Mace coughed; he didn’t look at her. ‘I need to get across to the gatehouse and organise some sort of defence before those bastards start climbing the debris. Hallos can shout at me if I’m still alive by dusk.’ His voice was a strangled wheeze, as though he was being throttled, and something that looked like steam wisped up from inside his armour.

Tara smelt meat cooking and bile rose in her throat. ‘You should—’

‘We might all be dead in an hour,’ he interrupted, his voice jagged. ‘I’ll get treated later.’ He saw her expression. ‘I promise.’

When they were far enough from the splintered end of the allure, Tara forced herself to stand and dragged Mace’s unburnt arm to help him up. She hooked her shoulder under his arm and together they staggered towards North One, and eventually made their painful way down the steps and into First Circle.

The gatehouse seemed miles away. Tara coughed and coughed, the shakes setting in hard now, and then put her hands on her knees and threw up while Mace wobbled, unsupported. She decided not to do anything like that again ever. Her head was spinning, the ground heaving slowly like the swell on a lake.

‘All right, Major?’ Mace asked, and there was a strain in his voice she hadn’t heard before, not even after everything they’d been through in the last months. Pain.

She turned to look up at him, caught him unguarded with his jaw clenched so tight she could almost hear the enamel squeaking.

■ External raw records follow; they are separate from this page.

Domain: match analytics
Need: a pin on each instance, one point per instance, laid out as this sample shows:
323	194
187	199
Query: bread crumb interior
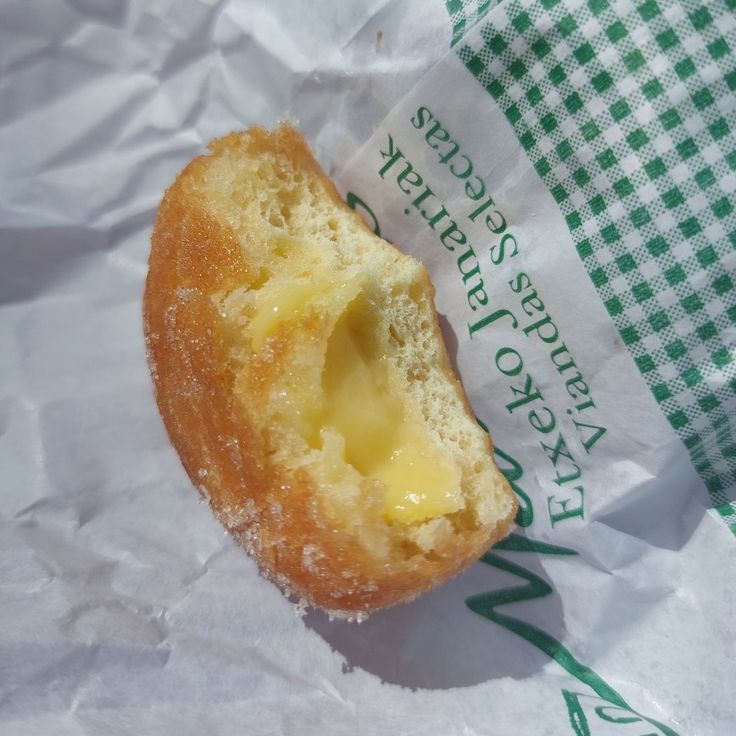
338	359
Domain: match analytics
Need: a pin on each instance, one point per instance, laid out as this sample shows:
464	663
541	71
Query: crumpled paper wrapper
124	608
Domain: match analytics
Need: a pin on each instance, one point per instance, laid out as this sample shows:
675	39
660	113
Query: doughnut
301	375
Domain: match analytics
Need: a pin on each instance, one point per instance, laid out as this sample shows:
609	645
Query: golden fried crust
271	510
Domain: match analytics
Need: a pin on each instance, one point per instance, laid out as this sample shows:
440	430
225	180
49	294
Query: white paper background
123	606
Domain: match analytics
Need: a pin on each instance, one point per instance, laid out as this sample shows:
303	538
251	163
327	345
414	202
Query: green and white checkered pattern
627	110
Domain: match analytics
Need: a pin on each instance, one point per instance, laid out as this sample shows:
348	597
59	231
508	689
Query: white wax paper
124	608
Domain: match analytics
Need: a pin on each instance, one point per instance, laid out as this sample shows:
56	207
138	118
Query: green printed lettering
481	208
497	256
495	227
411	177
490	319
540	424
517	284
510	367
393	155
453	234
487	605
469	253
532	300
475	193
558	450
424	195
565	513
593	437
432	221
477	293
420	118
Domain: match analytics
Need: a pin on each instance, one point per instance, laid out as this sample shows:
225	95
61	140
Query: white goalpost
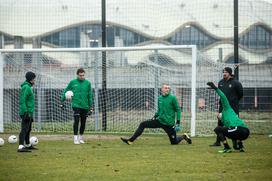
134	77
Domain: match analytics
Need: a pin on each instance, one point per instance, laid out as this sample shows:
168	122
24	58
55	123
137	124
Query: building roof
153	18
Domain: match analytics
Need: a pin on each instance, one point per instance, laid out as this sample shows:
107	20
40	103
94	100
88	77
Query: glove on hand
178	127
62	106
211	84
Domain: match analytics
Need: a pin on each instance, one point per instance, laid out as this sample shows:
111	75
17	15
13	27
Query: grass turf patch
149	158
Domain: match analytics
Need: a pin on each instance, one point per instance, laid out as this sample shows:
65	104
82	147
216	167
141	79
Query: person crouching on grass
234	127
168	109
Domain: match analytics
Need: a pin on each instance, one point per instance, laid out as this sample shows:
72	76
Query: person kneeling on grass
164	118
234	127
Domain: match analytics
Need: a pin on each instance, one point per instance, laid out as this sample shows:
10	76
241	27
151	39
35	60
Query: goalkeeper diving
168	110
233	127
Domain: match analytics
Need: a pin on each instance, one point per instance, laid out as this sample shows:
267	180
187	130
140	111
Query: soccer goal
133	77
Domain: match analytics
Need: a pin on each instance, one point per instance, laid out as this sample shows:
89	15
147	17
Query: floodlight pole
104	68
236	39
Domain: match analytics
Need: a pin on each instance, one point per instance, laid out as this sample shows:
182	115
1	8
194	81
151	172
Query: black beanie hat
229	70
30	76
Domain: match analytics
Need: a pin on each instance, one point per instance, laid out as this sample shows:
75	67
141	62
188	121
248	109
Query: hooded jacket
168	110
26	99
83	96
233	90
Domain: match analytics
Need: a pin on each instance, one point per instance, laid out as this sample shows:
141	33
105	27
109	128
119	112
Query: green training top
83	96
26	99
229	117
168	107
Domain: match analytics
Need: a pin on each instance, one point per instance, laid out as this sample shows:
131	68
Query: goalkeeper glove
211	84
62	106
90	111
154	117
178	127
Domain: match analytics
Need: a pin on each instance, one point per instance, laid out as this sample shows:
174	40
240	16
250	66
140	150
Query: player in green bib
234	127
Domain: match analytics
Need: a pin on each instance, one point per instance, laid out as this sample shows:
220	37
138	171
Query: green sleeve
65	90
158	108
90	95
177	108
223	98
25	93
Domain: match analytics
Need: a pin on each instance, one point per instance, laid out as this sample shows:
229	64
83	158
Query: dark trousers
154	123
25	129
79	115
234	133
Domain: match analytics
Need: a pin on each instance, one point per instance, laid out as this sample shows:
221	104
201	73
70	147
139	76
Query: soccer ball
12	139
69	95
34	140
2	142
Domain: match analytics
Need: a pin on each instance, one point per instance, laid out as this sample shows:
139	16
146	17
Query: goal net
132	77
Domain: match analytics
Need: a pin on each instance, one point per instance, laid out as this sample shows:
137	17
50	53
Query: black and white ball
33	140
12	139
2	141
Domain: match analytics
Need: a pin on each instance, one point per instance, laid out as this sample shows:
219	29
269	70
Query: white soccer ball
2	141
33	140
12	139
69	95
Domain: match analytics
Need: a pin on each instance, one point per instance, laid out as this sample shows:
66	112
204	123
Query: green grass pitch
105	157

She straightened. ‘Absolutely fine, sir,’ she said, suppressing another cough. ‘But you’re not. The gate to Second Circle and the hospital isn’t too far—’

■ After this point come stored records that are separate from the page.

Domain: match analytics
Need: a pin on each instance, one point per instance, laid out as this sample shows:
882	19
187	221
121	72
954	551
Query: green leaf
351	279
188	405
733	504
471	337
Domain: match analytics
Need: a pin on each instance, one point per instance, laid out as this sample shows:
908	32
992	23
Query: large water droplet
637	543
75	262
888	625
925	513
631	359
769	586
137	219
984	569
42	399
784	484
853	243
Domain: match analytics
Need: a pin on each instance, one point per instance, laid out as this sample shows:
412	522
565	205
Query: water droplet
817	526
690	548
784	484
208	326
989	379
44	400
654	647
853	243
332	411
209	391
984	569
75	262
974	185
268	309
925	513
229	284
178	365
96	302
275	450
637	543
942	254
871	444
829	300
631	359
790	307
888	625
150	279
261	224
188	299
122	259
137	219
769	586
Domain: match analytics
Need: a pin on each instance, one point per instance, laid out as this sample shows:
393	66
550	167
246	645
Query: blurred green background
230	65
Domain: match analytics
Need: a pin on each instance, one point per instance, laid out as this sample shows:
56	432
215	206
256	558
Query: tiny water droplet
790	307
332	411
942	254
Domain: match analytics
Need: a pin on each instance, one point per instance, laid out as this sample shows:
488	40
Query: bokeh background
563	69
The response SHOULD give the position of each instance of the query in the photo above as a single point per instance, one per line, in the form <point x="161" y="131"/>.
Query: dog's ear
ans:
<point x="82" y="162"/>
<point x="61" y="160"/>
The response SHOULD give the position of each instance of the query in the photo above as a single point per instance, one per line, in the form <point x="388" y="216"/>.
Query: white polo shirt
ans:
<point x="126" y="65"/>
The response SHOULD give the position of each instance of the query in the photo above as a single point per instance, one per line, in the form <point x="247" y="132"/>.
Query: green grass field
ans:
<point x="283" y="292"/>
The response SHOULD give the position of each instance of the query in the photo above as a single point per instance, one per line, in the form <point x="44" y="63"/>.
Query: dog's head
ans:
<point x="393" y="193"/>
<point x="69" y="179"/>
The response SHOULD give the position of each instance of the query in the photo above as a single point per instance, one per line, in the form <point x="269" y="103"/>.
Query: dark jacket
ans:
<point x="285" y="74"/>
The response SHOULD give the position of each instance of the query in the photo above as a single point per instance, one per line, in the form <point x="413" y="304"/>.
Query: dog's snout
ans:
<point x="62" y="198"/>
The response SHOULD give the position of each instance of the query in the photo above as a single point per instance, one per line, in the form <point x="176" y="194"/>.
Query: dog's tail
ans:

‘Gatehouse. Now. The enemy isn’t shitting around with hospitals. Neither am I.’

‘The enemy wasn’t just cooked in his own armour,’ Tara snapped, but it set off another coughing fit and ruined her point somewhat. Mace joined her and hawked up some more black filth. But then he started moving again, and not towards the gate. Towards the killing field – or what was left of it with the wall’s shattered remains filling most of the space up to Second Circle’s wall.

Tara swore, spat, and then limped after him. Together they moved towards the gatehouse.

A runner was loping towards them. ‘South Gate breach,’ he gasped. ‘South Gate breach.’

‘Bloody bastard shits,’ Tara snarled. ‘Sir, there’re Rankers milling around down there. I’ll take a hundred of them, bolster the southern defence. The rest can help hold the breach. General, with your permission?’

Mace focused on her and then nodded. ‘Do it.’

Tara stepped close and dropped her voice. ‘Gatehouse then hospital. Sir.’ Mace waved her away and she knew he wouldn’t go, knew she couldn’t make him, either.

She forced her aching legs, her burning lungs, her pounding heart, into yet another run towards the soldiers staring in shock at the shattered wall, the broken defence. Beyond it, there were Mireces in the city.